Exercise 8: Filter the full dataframe using the singles dataframe

Now we'll actually do the filtering done by the paper. Using the singles dataframe you just created, get the genes that have expression greater than 1 in at least 3 single cells, and use that to filter expression_logged. Call this dataframe expression_filtered_by_singles.



In [ ]:

    
# YOUR CODE HERE

print(expression_filtered_by_singles.shape)
expression_filtered_by_singles.head()



In [ ]:

    
rows = (singles > 1).sum(axis=1) > 3

expression_filtered_by_singles = expression_logged.loc[rows]
print(expression_filtered_by_singles.shape)
expression_filtered_by_singles.head()

Let's make a boxplot again to see how the data has changed.



In [ ]:

    
sns.boxplot(expression_filtered_by_singles)

fig = plt.gcf()
fig.savefig('expression_filtered_by_singles_boxplot.pdf')

This is much nicer because now we don't have so many zeros and each sample has a reasonable dynamic range.
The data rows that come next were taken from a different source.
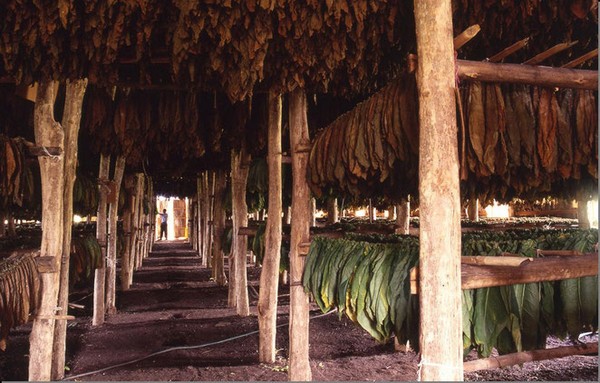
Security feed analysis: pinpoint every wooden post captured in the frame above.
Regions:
[467,198,479,222]
[202,171,212,267]
[52,80,87,380]
[29,82,64,381]
[394,198,410,234]
[229,148,250,316]
[288,88,312,381]
[92,154,110,326]
[106,155,125,315]
[257,92,289,363]
[212,170,227,286]
[414,0,463,381]
[327,197,340,225]
[121,176,135,291]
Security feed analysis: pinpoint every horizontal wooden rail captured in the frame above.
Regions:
[457,60,598,90]
[461,253,598,290]
[463,343,598,372]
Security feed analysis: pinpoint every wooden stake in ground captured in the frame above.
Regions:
[229,148,250,316]
[257,92,283,363]
[288,89,312,381]
[212,170,227,286]
[414,0,463,381]
[92,154,110,326]
[29,82,64,381]
[106,156,125,314]
[467,198,479,222]
[52,80,87,380]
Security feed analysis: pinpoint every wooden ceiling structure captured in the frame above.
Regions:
[0,0,598,193]
[0,0,598,380]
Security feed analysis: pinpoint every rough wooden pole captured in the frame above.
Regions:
[394,198,410,234]
[414,0,463,381]
[230,148,250,316]
[288,89,312,381]
[121,186,135,291]
[52,80,87,380]
[106,155,125,315]
[212,170,227,286]
[92,154,110,326]
[467,198,479,222]
[202,172,212,267]
[29,82,64,381]
[257,92,283,363]
[327,197,340,225]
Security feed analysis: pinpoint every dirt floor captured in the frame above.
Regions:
[0,242,598,381]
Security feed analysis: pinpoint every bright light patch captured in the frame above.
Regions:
[354,209,367,217]
[485,200,509,218]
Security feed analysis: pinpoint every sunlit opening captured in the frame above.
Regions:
[588,199,598,229]
[354,209,367,217]
[485,200,509,218]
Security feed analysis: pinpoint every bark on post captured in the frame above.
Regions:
[288,89,312,381]
[395,198,410,234]
[414,0,463,381]
[467,198,479,222]
[106,156,125,315]
[92,154,110,326]
[29,82,64,381]
[327,197,340,225]
[202,172,212,267]
[257,92,289,363]
[52,80,87,380]
[229,149,250,316]
[212,170,227,286]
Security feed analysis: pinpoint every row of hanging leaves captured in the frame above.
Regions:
[308,75,598,202]
[0,253,40,351]
[0,0,595,100]
[302,230,598,357]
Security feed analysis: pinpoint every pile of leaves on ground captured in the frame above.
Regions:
[302,229,598,357]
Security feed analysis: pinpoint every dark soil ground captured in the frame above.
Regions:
[0,242,598,381]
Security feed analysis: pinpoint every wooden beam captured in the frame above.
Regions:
[458,60,598,90]
[454,24,481,51]
[523,41,579,65]
[463,343,598,372]
[461,253,598,290]
[562,48,598,68]
[460,255,533,267]
[487,37,529,63]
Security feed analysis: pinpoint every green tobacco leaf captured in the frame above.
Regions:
[560,278,582,339]
[473,287,509,357]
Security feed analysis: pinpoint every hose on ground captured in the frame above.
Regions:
[62,309,337,381]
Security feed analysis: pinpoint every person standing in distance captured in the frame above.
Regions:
[158,209,169,241]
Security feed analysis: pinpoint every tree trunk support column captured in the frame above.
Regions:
[288,89,312,381]
[212,170,227,286]
[257,92,283,363]
[92,154,110,326]
[52,80,87,380]
[414,0,463,381]
[106,156,125,315]
[29,82,64,381]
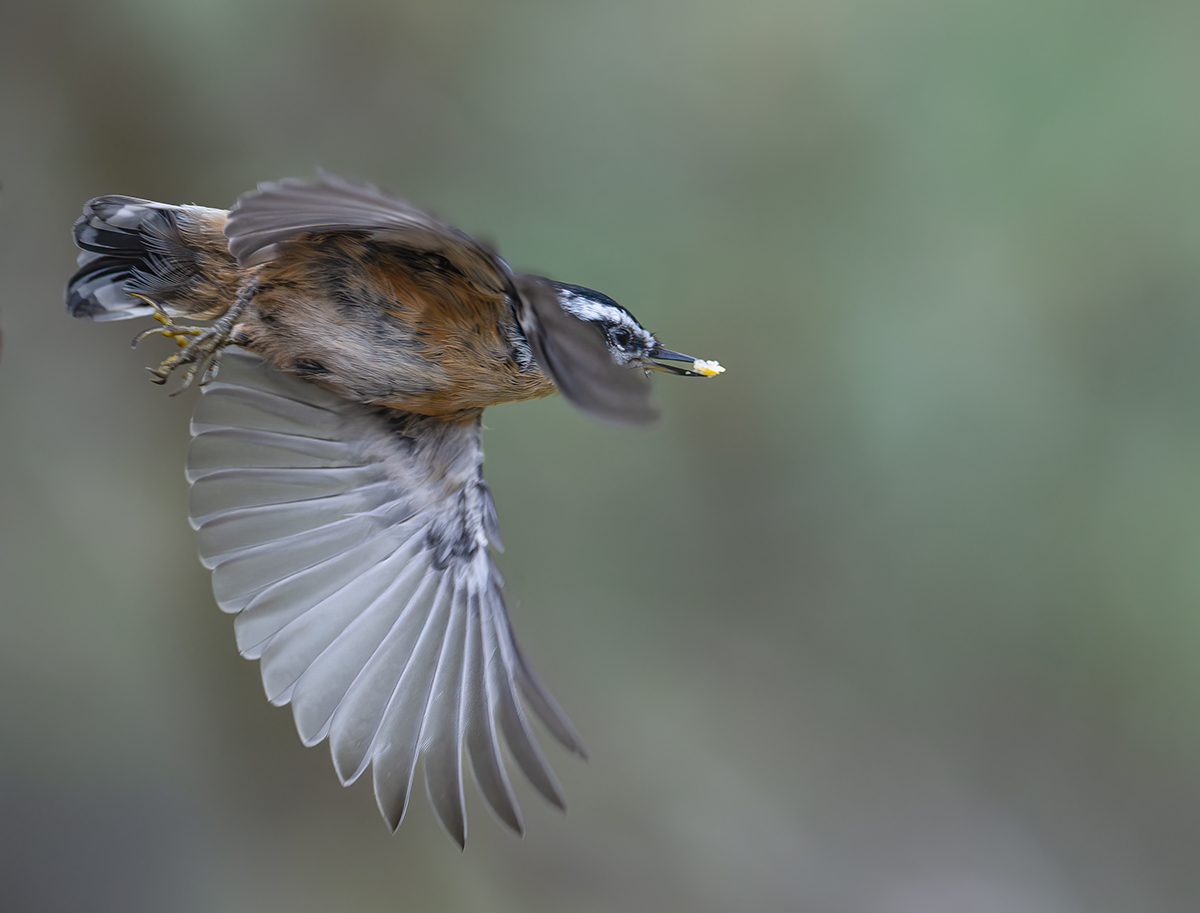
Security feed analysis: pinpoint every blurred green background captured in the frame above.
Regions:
[0,0,1200,913]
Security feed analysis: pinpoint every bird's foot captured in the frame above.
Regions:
[130,281,253,396]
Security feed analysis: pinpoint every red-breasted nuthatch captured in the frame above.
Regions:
[67,174,724,846]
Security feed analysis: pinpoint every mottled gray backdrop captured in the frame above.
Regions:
[0,0,1200,913]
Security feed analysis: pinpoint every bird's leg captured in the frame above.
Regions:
[130,276,258,396]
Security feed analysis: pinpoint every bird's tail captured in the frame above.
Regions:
[66,196,238,320]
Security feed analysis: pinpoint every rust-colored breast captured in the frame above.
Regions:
[235,233,556,415]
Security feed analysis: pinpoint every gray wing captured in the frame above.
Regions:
[224,172,510,290]
[187,349,584,846]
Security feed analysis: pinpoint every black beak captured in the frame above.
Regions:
[642,346,725,377]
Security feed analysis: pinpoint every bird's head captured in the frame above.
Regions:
[550,281,725,377]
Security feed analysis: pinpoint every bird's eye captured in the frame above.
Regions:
[611,326,634,349]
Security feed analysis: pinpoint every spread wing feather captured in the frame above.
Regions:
[187,349,584,845]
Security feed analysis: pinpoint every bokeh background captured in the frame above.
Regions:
[0,0,1200,913]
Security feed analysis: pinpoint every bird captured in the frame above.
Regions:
[66,172,724,848]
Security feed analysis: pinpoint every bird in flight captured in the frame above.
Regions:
[66,173,724,847]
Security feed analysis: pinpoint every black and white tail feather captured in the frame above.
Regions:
[187,348,586,846]
[66,194,233,322]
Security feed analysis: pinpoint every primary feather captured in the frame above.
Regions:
[187,349,584,845]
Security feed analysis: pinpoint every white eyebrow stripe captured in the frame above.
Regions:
[558,292,641,329]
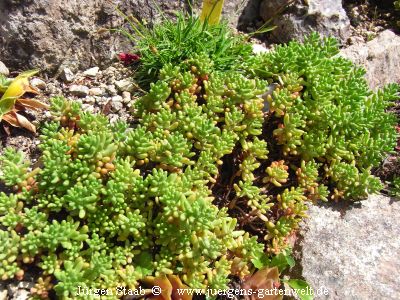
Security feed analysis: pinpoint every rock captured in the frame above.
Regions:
[0,0,198,74]
[340,30,400,89]
[30,78,46,90]
[82,103,95,113]
[69,84,89,97]
[111,95,124,112]
[89,87,104,96]
[83,67,99,77]
[0,289,8,300]
[0,0,261,75]
[83,96,96,105]
[301,195,400,300]
[260,0,350,43]
[106,84,117,96]
[252,44,268,54]
[0,61,10,76]
[122,92,131,103]
[114,79,135,92]
[60,68,75,83]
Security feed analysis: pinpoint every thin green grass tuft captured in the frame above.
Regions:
[122,13,252,87]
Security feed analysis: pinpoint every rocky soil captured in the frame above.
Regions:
[0,0,400,300]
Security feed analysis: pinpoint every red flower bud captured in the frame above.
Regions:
[118,52,140,65]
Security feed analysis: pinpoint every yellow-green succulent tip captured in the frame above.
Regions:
[17,69,40,78]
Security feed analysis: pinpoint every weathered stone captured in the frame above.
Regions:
[0,0,195,73]
[30,78,46,90]
[260,0,350,42]
[83,67,99,77]
[301,195,400,300]
[83,96,96,105]
[341,30,400,89]
[122,92,131,103]
[69,84,89,97]
[106,84,118,96]
[60,68,75,83]
[114,79,135,92]
[0,61,10,76]
[89,87,104,96]
[0,0,260,74]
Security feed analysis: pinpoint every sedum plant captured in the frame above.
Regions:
[0,89,264,299]
[0,12,398,299]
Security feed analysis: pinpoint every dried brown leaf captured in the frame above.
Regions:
[17,98,49,110]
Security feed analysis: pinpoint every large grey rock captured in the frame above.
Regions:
[301,195,400,300]
[0,0,190,73]
[0,0,258,75]
[341,30,400,89]
[260,0,350,42]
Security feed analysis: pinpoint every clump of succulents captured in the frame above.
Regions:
[0,22,398,298]
[0,85,266,298]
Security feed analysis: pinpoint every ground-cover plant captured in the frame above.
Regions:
[0,92,272,299]
[0,70,47,132]
[0,11,398,299]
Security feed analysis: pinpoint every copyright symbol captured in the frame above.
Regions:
[151,285,162,296]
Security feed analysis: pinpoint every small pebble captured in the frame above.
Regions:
[69,84,89,97]
[111,95,122,102]
[60,68,75,83]
[82,103,94,113]
[31,78,46,90]
[122,92,131,103]
[83,67,99,77]
[89,87,104,96]
[114,79,135,92]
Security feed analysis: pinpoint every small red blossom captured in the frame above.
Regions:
[118,52,140,65]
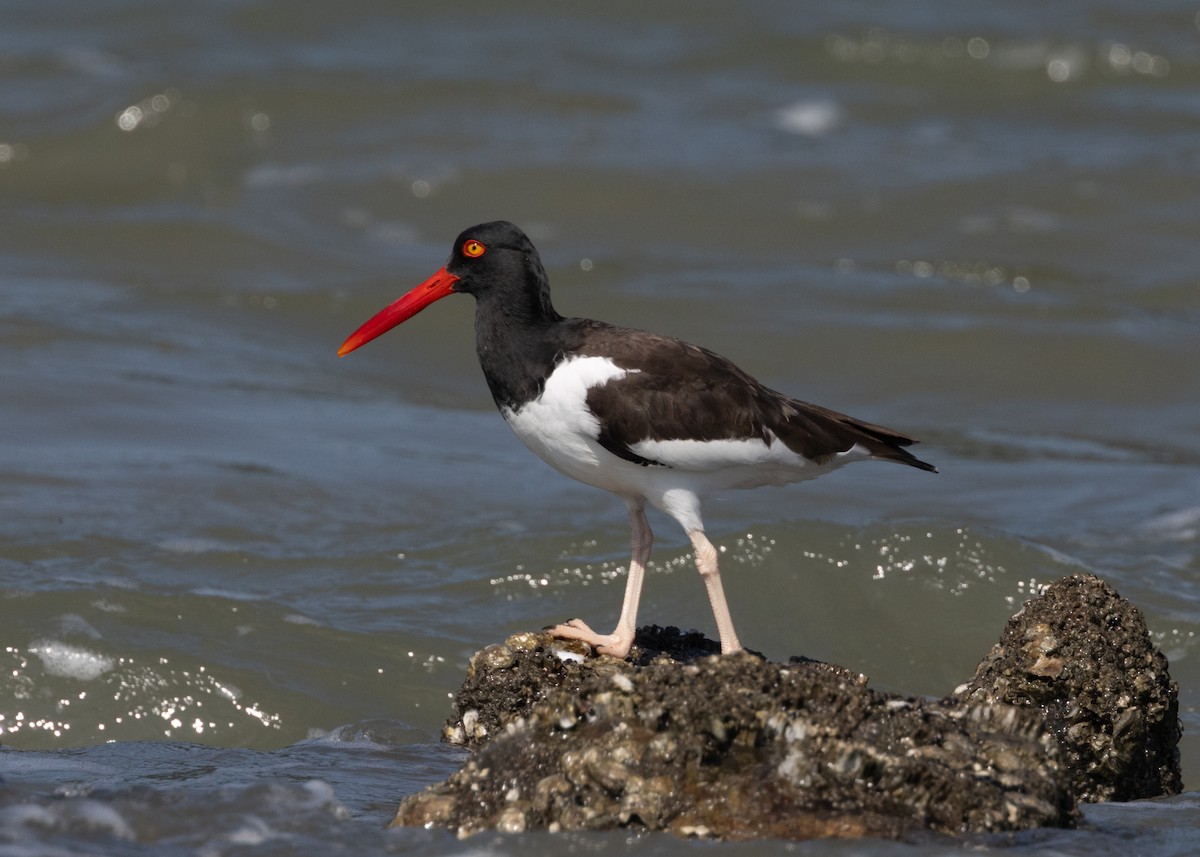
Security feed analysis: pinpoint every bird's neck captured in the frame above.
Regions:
[475,273,566,410]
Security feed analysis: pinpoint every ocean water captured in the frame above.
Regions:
[0,0,1200,857]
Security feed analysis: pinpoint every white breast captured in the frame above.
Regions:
[500,356,636,490]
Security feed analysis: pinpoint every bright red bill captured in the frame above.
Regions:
[337,268,458,356]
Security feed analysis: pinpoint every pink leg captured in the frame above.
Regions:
[688,529,742,654]
[550,501,652,658]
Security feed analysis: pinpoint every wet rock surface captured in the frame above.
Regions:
[392,579,1178,839]
[960,575,1183,802]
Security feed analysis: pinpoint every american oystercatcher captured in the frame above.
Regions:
[337,221,936,658]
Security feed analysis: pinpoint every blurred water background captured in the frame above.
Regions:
[0,0,1200,856]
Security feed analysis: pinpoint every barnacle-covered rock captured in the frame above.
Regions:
[959,575,1183,802]
[392,576,1180,839]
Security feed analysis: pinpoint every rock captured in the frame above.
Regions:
[392,575,1181,839]
[960,566,1183,802]
[394,629,1076,839]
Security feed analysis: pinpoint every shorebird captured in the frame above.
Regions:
[337,221,936,658]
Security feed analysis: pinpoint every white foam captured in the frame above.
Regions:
[29,640,115,682]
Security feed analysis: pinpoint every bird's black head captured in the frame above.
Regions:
[337,220,563,355]
[445,220,559,320]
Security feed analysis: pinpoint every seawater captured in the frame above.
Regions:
[0,0,1200,855]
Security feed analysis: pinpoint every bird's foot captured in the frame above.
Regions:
[546,619,634,658]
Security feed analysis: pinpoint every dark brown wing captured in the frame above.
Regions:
[580,324,935,471]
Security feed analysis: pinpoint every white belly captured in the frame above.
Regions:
[502,356,870,507]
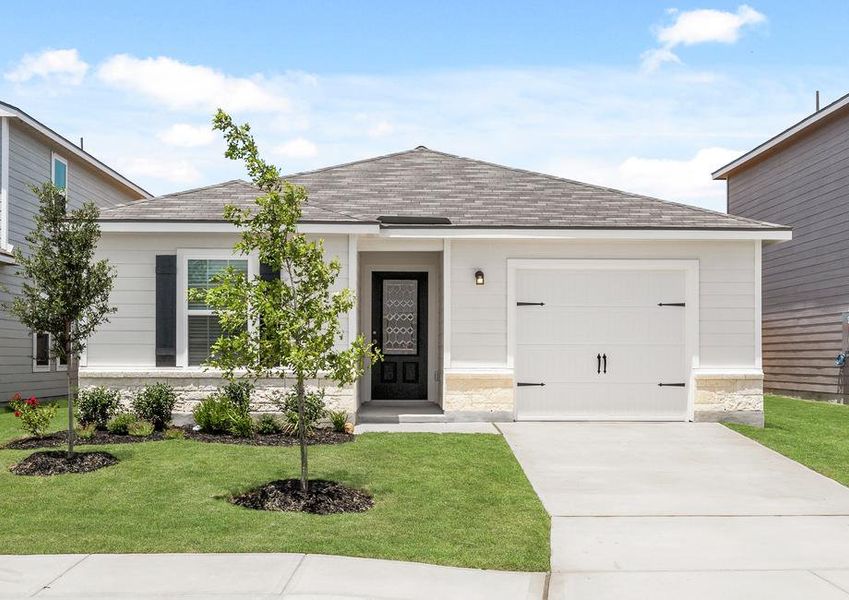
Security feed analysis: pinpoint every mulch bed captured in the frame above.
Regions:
[2,426,355,450]
[9,450,118,476]
[230,479,374,515]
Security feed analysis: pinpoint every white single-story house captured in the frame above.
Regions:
[81,146,791,423]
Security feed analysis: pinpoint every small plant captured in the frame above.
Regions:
[192,394,232,433]
[221,381,254,415]
[77,423,97,440]
[77,387,120,430]
[9,394,56,437]
[227,409,254,437]
[327,410,348,433]
[127,419,153,437]
[106,412,138,435]
[162,427,186,440]
[276,388,327,435]
[254,414,283,435]
[133,383,177,431]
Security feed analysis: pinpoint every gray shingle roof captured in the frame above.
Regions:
[101,146,785,230]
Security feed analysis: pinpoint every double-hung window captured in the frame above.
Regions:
[180,253,253,367]
[50,153,68,192]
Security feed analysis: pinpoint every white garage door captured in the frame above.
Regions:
[515,268,688,420]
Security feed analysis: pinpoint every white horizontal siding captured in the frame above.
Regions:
[450,240,756,368]
[86,233,348,368]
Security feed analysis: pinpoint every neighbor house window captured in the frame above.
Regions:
[186,258,248,366]
[32,333,50,373]
[50,154,68,190]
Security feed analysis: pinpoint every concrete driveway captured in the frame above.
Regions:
[499,423,849,600]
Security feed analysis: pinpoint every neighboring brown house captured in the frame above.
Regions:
[713,95,849,403]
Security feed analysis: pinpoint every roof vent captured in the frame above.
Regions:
[377,215,451,225]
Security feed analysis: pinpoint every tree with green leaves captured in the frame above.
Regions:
[9,183,116,456]
[195,109,378,493]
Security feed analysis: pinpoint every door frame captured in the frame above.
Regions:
[507,258,699,421]
[358,262,442,405]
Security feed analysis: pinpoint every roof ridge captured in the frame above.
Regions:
[408,148,783,227]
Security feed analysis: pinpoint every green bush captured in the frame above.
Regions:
[276,388,327,435]
[106,413,138,435]
[163,427,186,440]
[221,381,254,415]
[76,423,96,440]
[127,419,153,437]
[192,394,232,433]
[227,409,254,437]
[76,387,121,430]
[327,410,348,433]
[133,383,177,431]
[254,414,283,435]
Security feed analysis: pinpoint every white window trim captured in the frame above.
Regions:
[177,248,259,371]
[32,331,51,373]
[50,152,71,194]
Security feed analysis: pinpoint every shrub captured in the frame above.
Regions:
[327,410,348,433]
[106,412,138,435]
[192,394,231,433]
[162,427,186,440]
[133,383,177,431]
[76,387,120,429]
[10,394,56,437]
[227,409,254,437]
[276,388,327,435]
[221,381,254,415]
[77,423,97,440]
[127,419,153,437]
[254,414,283,435]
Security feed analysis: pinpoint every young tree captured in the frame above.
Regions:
[197,110,378,493]
[9,183,116,456]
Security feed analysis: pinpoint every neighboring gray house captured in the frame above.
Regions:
[713,95,849,402]
[80,147,791,423]
[0,102,150,402]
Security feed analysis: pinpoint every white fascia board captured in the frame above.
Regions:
[711,94,849,179]
[100,221,380,234]
[0,102,153,198]
[380,227,793,241]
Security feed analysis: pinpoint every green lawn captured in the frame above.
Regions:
[0,412,549,571]
[728,396,849,485]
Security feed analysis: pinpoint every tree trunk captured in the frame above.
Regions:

Why did this filtering even matter?

You may be wondering, we did all this work to remove some zeros..... so the FPKM what? Let's take a look at how this affects the relationships between samples using sns.jointplot from seaborn, which will plot a correlation scatterplot. This also calculates the Pearson correlation, a linear correlation metric.

Let's first do this on the unlogged data.



In [ ]:

    
sns.jointplot(shalek2013_expression['S1'], shalek2013_expression['S2'])

Pretty funky looking huh? That's why we logged it :)

Now let's try this on the logged data.



In [ ]:

    
sns.jointplot(expression_logged['S1'], expression_logged['S2'])

Hmm our pearson correlation increased from 0.62 to 0.64. Why could that be?

Let's look at this same plot using the filtered data.



In [ ]:

    
sns.jointplot(expression_filtered_by_singles['S1'], expression_filtered_by_singles['S2'])

And now our correlation went DOWN!? Why would that be?

Exercise 9: Discuss changes in correlation

Take 2-5 sentences to explain why the correlation changed between the different datasets.